Convertidos en socios y pareja, Butterfield y Fake proyectaron un videojuego online llamado Neverending Game, en el que no se podía ganar ni perder, simplemente resolver acertijos hasta el infinito. No triunfó en absoluto pero generó el tipo de culto minoritario y fanático que hace que alguien le dedique un blog y hasta hackee el correo interno de sus creadores. Eso hizo un tipo llamado Cal Henderson y la respuesta de la empresa, en lugar de llevarle a los tribunales fue ofrecerle un contrato –hoy Butterfield y Henderson siguen siendo estrechos colaboradores–. En el camino de la creación de videojuegos fallidos, la empresa dio con un invento de manera casual: un servicio para compartir fotos que acabaría siendo Flickr.
Como saben quienes siguen la información de Silicon Valley como quien sigue una liga extranjera, Yahoo compró Flickr por una cantidad “entre 22 y 25 millones de dólares”, según el propio Butterfield, y la pareja, que tuvo una hija y se separó unos años más tarde, se trasladó de Vancouver a San Francisco. Aquello se consideró el fin oficial de la “burbuja rota” y el principio del triunfo de las webs en las que el usuario creaba el contenido y tenía un papel activo.
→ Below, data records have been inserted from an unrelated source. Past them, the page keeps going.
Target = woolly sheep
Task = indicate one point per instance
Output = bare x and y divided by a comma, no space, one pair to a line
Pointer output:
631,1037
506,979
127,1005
A pesar de que la venta de Flickr les convirtió en multimillonarios, el nombre de Butterfield no se haría del todo viral hasta que dejó Yahoo, aburrido de tener una presencia decorativa en la empresa. Mandó un mail de despedida en el que se hacía pasar por un viejo trabajador del metal que se retiraba “para cuidar de su granja de alpacas”. A partir de ahí, se puso en la tarea de levantar el nuevo Microsoft. Hoy los medios sienten una comprensible fascinación por él y él responde a semejante cortejo contando su historia. Aaron Sorkin, ya estás tardando.